One of the big security worries that crops up with such a deployment schedule is the pressure it puts on change management, code review, and other aspects of security scrutiny, he said.
"Any place that you have manual review, you just can't do that 1,000 times a day," Kim said. "Those manual reviews have to be turned into some sort of automated tests that get put into the continuous deployment pipeline."
However, this dovetails nicely into one of the four fundamentals that panelist David Mortman, chief security architect for enStratus, identified as critical to implementing DevOps methodology: culture, automation, measurement, and sharing.
"For me, DevOps is about doing your job right," he said. "There's a lot about speed and things like that, but for me it's about working effectively with other team members."
Automation plays a huge part, and Mortman said that security can easily piggyback on the automated testing that DevOps naturally encourages.
"If you watch a lot of DevOps talks on the dev side, they talk about automating all of your unit tests and functional tests and integration tests," he said. "So one of the things I'm doing is working with one of our engineers to add security unit tests and functional tests to the code they're already writing. So that way, every time someone gets code properly committed, it gets tested for all of these things [and] if someone broke something or potentially broke something ... you find out immediately."
It's a principal that Twitter uses in its stack code analysis, Kim told the crowd.
"Basically, every time a developer hits 'save,' it runs static code analysis, and they'll get an email that said you just wrote a piece of code that creates this vulnerability, and here's how you fix it," he said. "It's not on code commit -- it's on save. That is integrating security in the daily work of developers and operations."
DevOps also affords organizations more opportunities to fix issues quickly, said Josh Corman, director of security intelligence for Akamai Technologies.
"The ability to do smaller batch sizes and more of them with more confidence makes it so you don't wait six months to get your security patch in," he said. "You're no longer afraid of patching because you can always unpatch or roll back."

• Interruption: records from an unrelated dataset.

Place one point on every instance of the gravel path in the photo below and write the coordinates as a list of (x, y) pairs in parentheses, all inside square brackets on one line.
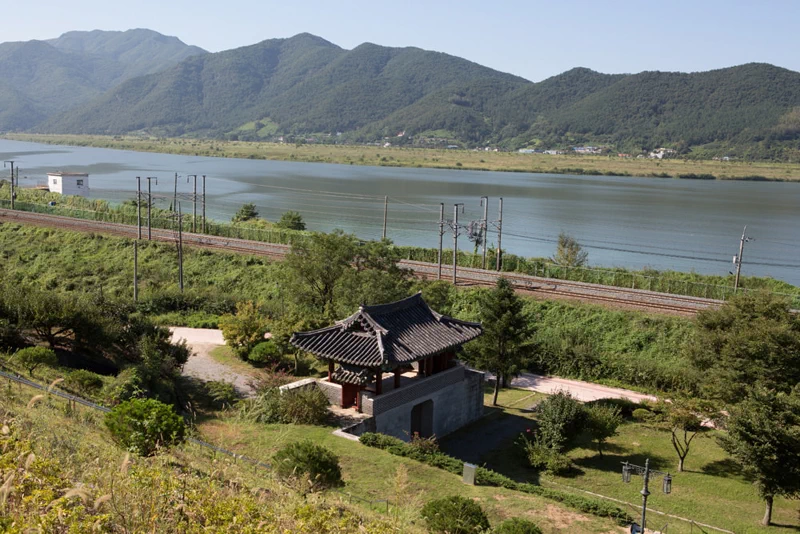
[(201, 365)]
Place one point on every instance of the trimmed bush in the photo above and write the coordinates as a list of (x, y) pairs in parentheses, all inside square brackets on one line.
[(306, 458), (32, 357), (517, 525), (84, 381), (143, 426), (455, 515)]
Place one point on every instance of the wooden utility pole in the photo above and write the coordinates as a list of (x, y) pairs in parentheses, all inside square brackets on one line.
[(441, 235), (385, 213), (139, 205), (485, 204), (500, 236), (150, 206), (204, 203), (455, 240), (136, 271), (180, 248), (11, 162), (738, 259)]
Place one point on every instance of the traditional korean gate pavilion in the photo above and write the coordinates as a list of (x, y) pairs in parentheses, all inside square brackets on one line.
[(387, 338)]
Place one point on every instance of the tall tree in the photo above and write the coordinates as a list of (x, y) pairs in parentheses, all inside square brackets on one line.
[(753, 339), (507, 331), (764, 438)]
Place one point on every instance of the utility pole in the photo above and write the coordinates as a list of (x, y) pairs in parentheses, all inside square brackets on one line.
[(194, 202), (11, 162), (455, 240), (646, 472), (204, 203), (738, 259), (385, 213), (441, 235), (139, 205), (175, 195), (136, 270), (180, 248), (500, 236), (150, 206), (485, 204)]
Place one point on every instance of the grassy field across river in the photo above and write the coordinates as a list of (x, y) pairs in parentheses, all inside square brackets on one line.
[(436, 158)]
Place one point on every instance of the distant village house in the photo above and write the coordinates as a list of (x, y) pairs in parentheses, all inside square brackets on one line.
[(68, 183)]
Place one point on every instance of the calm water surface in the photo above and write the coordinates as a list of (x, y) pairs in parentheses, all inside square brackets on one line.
[(621, 221)]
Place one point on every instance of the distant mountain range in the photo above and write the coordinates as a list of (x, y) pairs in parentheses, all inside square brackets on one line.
[(306, 87)]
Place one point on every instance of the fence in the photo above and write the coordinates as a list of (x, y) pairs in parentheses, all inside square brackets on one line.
[(236, 457)]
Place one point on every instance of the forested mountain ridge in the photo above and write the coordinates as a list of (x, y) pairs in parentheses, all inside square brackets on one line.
[(41, 78), (305, 87)]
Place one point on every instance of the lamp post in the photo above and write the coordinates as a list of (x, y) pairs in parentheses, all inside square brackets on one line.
[(628, 469)]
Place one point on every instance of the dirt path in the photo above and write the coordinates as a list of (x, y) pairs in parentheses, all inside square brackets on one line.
[(201, 365)]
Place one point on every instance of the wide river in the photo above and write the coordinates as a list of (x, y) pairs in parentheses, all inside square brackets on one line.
[(687, 225)]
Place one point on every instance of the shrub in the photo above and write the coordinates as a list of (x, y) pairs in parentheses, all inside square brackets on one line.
[(318, 463), (455, 515), (265, 353), (145, 425), (560, 417), (517, 525), (32, 357), (84, 381), (221, 394)]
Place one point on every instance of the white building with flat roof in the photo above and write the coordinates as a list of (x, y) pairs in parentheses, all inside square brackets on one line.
[(68, 183)]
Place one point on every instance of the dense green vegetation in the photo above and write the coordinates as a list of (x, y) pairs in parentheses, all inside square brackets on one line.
[(42, 78), (423, 98)]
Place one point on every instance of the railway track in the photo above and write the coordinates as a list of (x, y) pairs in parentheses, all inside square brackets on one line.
[(537, 286)]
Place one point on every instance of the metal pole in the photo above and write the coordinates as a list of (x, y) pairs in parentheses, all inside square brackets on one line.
[(180, 248), (139, 205), (485, 204), (136, 271), (739, 260), (441, 235), (385, 213), (500, 237), (645, 492)]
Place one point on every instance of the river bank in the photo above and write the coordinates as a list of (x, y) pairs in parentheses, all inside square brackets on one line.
[(436, 158)]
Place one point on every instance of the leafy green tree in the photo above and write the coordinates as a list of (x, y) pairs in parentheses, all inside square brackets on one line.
[(291, 220), (32, 357), (245, 329), (602, 422), (764, 438), (752, 340), (247, 212), (569, 252), (506, 335)]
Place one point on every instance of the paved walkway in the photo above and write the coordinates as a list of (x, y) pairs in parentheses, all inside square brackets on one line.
[(201, 365)]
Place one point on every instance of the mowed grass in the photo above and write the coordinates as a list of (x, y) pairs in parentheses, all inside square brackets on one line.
[(712, 490), (429, 157)]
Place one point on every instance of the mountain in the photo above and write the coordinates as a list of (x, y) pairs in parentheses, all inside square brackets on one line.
[(306, 86), (42, 78)]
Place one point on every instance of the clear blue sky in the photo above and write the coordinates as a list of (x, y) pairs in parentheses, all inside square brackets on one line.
[(534, 39)]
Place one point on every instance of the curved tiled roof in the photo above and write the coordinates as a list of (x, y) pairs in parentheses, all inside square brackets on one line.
[(388, 335)]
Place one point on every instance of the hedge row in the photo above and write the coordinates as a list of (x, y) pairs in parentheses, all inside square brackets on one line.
[(487, 477)]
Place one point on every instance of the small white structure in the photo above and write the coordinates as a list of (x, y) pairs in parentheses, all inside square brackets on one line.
[(68, 183)]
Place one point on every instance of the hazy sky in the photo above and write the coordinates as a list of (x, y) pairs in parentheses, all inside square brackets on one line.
[(534, 39)]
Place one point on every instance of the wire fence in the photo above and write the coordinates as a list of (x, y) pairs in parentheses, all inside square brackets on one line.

More importantly, the faster speed of deployment and the automation makes it easier to build in a sense of immediacy with the security feedback offered to developers, greatly increasing the opportunity for not just fast fixes, but also better developer education. According to Galbreath, the traditional development cycle can have the security team pointing out problems to a developer who has long since moved past the relevant project.
"Now they have to go find the developer, who honestly doesn't remember anything about what happened," he said. "It's just an annoyance. The fast deploy cycles really change things: You go and say, 'That deploy you did yesterday, there's a problem with it,' and they say, 'OK, let me get in the queue and I'll fix that later today.'"
The other big plus of frequent but smaller code deployments is the subsequent reduction of complexity within each deployment, Mortman said, who explains that studies have shown that increasing code complexity can have an exponential affect on security and stability.
"When you have less code, you have less complexity and you have fewer security bugs," he said.
According to Corman, organizations don't even necessarily need to transform their shops with DevOps methods -- even if legacy deployments get in the way of across the board changes. "I'm not saying you can wave a magic wand and fix all of the legacy stuff, but you don't have to make new stuff as badly as we made the old stuff," he said. "Even if you're not going to do DevOps, the lessons we've learned are equally applicable to our other stuff. In some of these cases, the way a security person got a seat at the table is by introducing DevOps to their development group."